Which brings us to the question of why on earth do I stay in this place?

This morning, with that perennial concern in mind, I was looking at real estate in Fountain Hills, a middle-class suburban redoubt on the far side of Scottsdale. For what I can net on this house, I could buy a more or less comparable place over there. Quite a few such shacks are on the market just now.

Problem is, though…I don’t want to live in Fountain Hills.

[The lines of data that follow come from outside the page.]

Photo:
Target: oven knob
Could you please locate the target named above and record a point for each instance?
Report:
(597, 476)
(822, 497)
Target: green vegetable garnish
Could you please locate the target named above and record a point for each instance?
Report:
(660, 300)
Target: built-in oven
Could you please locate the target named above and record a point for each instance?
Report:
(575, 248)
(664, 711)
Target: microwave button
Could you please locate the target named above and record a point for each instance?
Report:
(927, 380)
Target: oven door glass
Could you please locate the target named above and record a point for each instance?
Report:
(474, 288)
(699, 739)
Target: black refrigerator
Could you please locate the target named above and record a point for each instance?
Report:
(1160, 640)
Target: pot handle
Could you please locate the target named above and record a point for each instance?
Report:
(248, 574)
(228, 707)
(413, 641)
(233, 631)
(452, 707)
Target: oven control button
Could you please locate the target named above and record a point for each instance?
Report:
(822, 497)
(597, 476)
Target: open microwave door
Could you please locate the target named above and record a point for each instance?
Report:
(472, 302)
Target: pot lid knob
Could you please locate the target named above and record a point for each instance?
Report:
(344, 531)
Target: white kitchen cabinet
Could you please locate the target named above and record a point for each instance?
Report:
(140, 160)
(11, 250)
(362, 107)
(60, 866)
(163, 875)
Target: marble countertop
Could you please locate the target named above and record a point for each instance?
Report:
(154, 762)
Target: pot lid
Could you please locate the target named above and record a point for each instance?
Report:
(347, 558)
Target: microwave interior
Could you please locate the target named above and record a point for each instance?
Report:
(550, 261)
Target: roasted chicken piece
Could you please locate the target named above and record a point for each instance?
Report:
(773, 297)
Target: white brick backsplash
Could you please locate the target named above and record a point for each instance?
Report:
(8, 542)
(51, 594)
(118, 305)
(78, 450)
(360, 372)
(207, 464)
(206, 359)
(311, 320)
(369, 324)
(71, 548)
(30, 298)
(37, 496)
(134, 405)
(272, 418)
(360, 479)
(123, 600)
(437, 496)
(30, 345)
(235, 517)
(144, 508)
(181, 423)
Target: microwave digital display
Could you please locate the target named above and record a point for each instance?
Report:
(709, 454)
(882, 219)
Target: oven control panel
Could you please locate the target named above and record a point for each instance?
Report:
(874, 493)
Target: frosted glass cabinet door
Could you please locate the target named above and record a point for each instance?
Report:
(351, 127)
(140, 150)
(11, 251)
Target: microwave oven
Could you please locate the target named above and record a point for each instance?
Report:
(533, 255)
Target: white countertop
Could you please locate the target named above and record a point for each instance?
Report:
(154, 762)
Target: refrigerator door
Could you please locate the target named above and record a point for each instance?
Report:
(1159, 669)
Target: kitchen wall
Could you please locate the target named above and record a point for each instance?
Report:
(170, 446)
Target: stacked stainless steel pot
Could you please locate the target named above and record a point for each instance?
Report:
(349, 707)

a) It’s too damn far away from where I go and what I do.
b) The houses are cheaply built, even the ones that cost somewhat more than an arm and a leg. Views are gorgeous, but the architecture is junque.
c) Apparently there’s no gas service out there. So every house has ultra-expensive electric air-conditioning, and no house has a gas stove.
d) Scottsdale (where you’d have to shop for just about everything) is just not this Walmart Girl’s style.

If I’m going to move away from all my friends, from my son, and from everything I do here, I might as well live in Prescott.

But…I don’t want to live in Prescott.

a) It snows in Prescott. I like my swimming pool and I ain’t leavin’ it behind.
b) I know no one in Prescott and have no desire to build new networks of friends and business acquaintances.
c) If it costs an arm & a leg to air-condition a shack in Phoenix, you do not even want to know how much it costs to heat a place up there!

I could afford to live on the far west side of Phoenix, in one of the Sun Cities. These have exceptionally low crime rates and are, shall we say, quiet. As in the quiet of the mortuary.

But…I don’t want to live in Phoenix’s crowded, tacky, Southern-California-style suburbs.

a) That area has everything you could possibly want now…but it is just mobbed. Awful, crowded, hectic streets and shopping centers everywhere you go outside of the mausoleum-like Sun Cities.
b) I’ve lived in Sun City and am not doing that again, either.
c) Like Fountain Hills, the far west side (on the California side of the slums that spread outward from Maryvale, the kernel of west-side blight in this city) is too damn far away from where I go and what I do.

Beyond the SoCal ticky-tacky (by an hour’s drive or so) is Wickenburg, the West’s Most Western Tourist Trap. Now…I could stand to live in this place. Absolutely. And I could afford it. Except…

a) Out there in the borderlands of the boondocks, that gorgeous yard is going to attract rattlesnakes and coyotes. Ruby the Corgi couldn’t be allowed to walk around out there unattended. Not and live long, anyway.
b) If Fountain Hills and Sun City are too far away, Wickenburg is on the far side of the galaxy.
c) I cannot live without a Costco.

It’s hard to imagine how I could find a place comparable to this one, which has everything I like in a dwelling and few things (other than the resident drug-popping transients) I don’t like, in an area that is safer, centrally located, and reasonably affordable.

So, as they say, il faut cultiver notre jardin.